Small ones can be about 1 inch big, so let’s be safe and use a 5cm-wide cylin­der. To form ice III we need about 350MPa, which gives us 350e6 * 3.14 * 0.025^2 /​ 9.8 = 70 tons or roughly 690kN of force. Ap­ply­ing it di­rectly or with a lever is un­rea­son­able, since 70 tons of bend­ing force is a lot even for steel, given the 5cm tar­get. Block and tackle sys­tem is prob­a­bly a good solu­tion—ac­tu­ally, two of them, on each side of a beam used for com­pres­sion, so we have 345 kN per sys­tem. And it looks like you can buy 40~50 ton man­ual hoists from al­ibaba, though I have no idea about their qual­ity.

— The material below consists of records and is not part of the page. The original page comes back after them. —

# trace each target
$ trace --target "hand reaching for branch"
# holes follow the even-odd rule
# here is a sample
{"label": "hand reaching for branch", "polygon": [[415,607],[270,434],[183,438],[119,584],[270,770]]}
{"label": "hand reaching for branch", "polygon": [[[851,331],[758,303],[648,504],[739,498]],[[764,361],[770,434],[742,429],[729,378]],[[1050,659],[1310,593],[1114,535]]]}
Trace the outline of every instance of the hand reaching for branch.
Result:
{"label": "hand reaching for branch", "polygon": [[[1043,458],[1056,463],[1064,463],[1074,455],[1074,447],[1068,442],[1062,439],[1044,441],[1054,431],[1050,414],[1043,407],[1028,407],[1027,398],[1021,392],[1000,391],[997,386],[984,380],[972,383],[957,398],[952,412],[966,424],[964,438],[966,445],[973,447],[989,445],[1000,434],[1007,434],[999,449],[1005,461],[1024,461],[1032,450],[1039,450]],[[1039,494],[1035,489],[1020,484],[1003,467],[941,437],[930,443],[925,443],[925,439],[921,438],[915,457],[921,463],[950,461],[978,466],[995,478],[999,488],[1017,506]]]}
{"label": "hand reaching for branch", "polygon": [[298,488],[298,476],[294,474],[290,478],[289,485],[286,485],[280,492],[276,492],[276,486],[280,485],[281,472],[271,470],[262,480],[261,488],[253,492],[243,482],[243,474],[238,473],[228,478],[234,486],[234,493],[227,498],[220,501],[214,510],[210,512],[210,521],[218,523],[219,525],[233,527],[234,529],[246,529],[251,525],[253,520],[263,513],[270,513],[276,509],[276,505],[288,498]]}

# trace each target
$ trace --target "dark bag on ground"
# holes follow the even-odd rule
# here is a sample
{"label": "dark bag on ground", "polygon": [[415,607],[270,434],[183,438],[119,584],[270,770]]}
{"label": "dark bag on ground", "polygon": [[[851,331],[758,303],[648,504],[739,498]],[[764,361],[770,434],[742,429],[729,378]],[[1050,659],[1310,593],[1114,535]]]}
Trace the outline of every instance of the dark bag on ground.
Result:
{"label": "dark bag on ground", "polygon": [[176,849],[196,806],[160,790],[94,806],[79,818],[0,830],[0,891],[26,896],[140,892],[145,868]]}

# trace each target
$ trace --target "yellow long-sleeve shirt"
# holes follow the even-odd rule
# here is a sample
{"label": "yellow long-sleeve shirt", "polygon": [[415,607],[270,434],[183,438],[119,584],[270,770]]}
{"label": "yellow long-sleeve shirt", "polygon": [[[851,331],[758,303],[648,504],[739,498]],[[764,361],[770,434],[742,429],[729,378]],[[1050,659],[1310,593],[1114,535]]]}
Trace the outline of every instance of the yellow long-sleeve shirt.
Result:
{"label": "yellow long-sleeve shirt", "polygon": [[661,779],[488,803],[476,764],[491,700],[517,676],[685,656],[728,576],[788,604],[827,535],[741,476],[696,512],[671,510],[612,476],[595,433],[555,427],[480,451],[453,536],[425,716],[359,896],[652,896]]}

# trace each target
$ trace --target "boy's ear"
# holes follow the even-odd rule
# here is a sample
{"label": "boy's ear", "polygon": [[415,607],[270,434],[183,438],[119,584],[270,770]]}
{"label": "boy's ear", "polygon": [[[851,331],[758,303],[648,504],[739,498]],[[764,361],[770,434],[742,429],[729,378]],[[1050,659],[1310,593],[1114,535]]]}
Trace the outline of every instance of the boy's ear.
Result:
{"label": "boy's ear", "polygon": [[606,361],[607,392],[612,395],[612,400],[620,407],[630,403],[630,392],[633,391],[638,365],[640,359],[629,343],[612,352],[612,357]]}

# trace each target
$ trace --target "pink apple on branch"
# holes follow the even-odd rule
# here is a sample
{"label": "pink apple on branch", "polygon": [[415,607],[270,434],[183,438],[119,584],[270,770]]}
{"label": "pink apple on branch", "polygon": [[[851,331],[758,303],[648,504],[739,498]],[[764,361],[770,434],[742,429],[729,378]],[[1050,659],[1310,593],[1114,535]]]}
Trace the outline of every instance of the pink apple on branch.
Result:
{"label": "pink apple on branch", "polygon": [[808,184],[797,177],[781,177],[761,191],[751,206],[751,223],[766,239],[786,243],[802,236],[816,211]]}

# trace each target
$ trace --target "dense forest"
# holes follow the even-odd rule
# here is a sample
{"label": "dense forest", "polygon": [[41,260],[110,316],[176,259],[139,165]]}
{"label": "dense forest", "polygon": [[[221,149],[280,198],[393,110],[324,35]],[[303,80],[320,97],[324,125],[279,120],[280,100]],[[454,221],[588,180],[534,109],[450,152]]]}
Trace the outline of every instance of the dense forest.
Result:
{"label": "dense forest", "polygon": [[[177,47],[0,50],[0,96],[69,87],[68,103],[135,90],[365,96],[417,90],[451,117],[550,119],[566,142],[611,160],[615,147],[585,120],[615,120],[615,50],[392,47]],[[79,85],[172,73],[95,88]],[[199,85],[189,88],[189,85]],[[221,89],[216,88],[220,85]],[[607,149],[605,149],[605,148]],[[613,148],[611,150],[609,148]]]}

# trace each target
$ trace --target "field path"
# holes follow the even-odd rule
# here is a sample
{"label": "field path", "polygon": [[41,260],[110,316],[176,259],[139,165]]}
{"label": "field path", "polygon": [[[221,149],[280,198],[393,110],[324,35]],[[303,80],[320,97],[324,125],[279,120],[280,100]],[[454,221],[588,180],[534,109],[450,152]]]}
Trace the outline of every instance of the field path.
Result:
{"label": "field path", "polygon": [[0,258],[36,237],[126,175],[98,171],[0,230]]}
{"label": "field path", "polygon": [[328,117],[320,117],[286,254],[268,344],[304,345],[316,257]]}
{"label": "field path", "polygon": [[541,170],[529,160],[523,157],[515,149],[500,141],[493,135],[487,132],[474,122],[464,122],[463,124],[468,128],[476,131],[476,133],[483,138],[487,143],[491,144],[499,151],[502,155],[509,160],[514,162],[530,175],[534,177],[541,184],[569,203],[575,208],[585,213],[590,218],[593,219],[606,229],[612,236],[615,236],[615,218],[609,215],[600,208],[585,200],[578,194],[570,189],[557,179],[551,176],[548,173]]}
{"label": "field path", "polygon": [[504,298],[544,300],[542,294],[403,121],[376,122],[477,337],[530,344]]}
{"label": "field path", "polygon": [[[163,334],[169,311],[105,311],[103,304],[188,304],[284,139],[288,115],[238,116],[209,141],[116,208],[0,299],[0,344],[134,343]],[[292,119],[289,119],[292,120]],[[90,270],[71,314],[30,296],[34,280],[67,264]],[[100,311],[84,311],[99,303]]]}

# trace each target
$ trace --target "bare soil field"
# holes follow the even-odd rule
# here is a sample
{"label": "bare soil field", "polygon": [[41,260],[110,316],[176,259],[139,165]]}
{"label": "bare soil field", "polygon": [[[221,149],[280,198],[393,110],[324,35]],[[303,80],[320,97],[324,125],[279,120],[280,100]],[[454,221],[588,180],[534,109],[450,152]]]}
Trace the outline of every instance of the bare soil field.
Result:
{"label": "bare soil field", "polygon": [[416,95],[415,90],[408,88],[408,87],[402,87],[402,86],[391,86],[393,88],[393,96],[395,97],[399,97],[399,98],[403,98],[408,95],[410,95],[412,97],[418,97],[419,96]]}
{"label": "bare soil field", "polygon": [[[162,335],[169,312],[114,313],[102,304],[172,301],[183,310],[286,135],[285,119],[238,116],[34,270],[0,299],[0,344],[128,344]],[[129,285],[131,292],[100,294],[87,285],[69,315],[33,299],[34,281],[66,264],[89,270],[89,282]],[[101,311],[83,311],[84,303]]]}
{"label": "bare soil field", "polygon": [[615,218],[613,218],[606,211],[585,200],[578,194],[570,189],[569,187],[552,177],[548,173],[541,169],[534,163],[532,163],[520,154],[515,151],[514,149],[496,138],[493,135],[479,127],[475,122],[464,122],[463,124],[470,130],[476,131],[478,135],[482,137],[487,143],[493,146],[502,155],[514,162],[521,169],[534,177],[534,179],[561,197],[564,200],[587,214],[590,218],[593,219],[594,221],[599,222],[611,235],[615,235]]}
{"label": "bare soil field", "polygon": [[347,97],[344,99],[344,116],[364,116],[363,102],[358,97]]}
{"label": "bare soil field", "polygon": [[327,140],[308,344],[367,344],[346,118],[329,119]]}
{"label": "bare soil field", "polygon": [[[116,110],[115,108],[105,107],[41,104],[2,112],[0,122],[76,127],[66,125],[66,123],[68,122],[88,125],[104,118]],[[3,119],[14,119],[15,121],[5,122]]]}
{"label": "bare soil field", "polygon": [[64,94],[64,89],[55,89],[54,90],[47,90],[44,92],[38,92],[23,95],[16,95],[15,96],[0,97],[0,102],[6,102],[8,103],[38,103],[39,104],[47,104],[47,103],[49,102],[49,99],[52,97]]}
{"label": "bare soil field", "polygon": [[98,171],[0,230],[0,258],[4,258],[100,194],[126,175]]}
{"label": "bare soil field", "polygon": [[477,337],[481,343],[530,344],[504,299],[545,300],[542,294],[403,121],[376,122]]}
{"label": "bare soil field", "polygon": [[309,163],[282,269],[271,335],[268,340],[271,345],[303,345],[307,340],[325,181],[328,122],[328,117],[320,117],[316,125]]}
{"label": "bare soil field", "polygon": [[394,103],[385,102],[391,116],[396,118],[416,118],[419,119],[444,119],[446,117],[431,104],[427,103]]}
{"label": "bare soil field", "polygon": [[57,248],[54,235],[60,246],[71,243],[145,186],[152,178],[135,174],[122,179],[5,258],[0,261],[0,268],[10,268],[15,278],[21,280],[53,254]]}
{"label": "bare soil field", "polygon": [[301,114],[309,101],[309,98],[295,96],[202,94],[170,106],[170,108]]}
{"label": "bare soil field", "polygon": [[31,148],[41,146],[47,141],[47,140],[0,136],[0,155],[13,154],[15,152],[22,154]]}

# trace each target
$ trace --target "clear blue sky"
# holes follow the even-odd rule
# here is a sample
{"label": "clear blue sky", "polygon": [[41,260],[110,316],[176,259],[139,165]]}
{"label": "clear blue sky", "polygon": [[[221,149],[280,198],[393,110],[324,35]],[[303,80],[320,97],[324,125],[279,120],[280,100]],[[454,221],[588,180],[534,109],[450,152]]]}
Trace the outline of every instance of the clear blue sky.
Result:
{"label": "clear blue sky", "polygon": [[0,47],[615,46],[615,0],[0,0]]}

I’m not sure to which ex­tent Pas­cal’s law ap­plies to solids, but if it does, the whole setup can be vastly op­ti­mized by cre­at­ing a bot­tle neck for the pis­tol. One prob­lem is that we can no longer as­sume that wa­ter in com­pletely in­com­press­ible—it had to be com­pressed to about 87% its origi­nal vol­ume—but aside from that, 350MPa per a mil­lime­ter thick rod is just 28kg. To com­press a 0.05m by 0.1m cylin­der to 87% its origi­nal vol­ume we need to pump ex­tra 1e-4 m^3 of wa­ter there, which amounts to 148 me­ters of move­ment, which isn’t ter­ribly good. 1cm thick rod, on the other hand, would re­quire al­most 3 tons of force, but will move only 1.5 me­ters. Or the prob­lem of ap­ply­ing the con­stant pres­sure can be solved by en­clos­ing the wa­ter in a plas­tic bag, and filling the rest of cham­ber with a liquid with a lower freez­ing point, but the same den­sity. Thus, it is guaran­teed that all the time it takes the wa­ter to freeze, it is un­der uniform ex­ter­nal pres­sure, and then it just had nowhere to go.

Alter­na­tively, one can just buy a 90′000 psi pump and 100′000 psi tubes and ves­sels, but let’s face it: it they don’t even list the price on their web­site, you prob­a­bly don’t even wanna know it. And since no in­sti­tu­tions that can af­ford this thing seem to be in­ter­ested in cry­on­ics re­search, we’ll have to stick to makeshift solu­tions (un­til at least the shrimp thing works, which would prob­a­bly give in a pub­li­ca­tion in Na­ture, and enough aca­demic recog­ni­tion for proper re­search to start).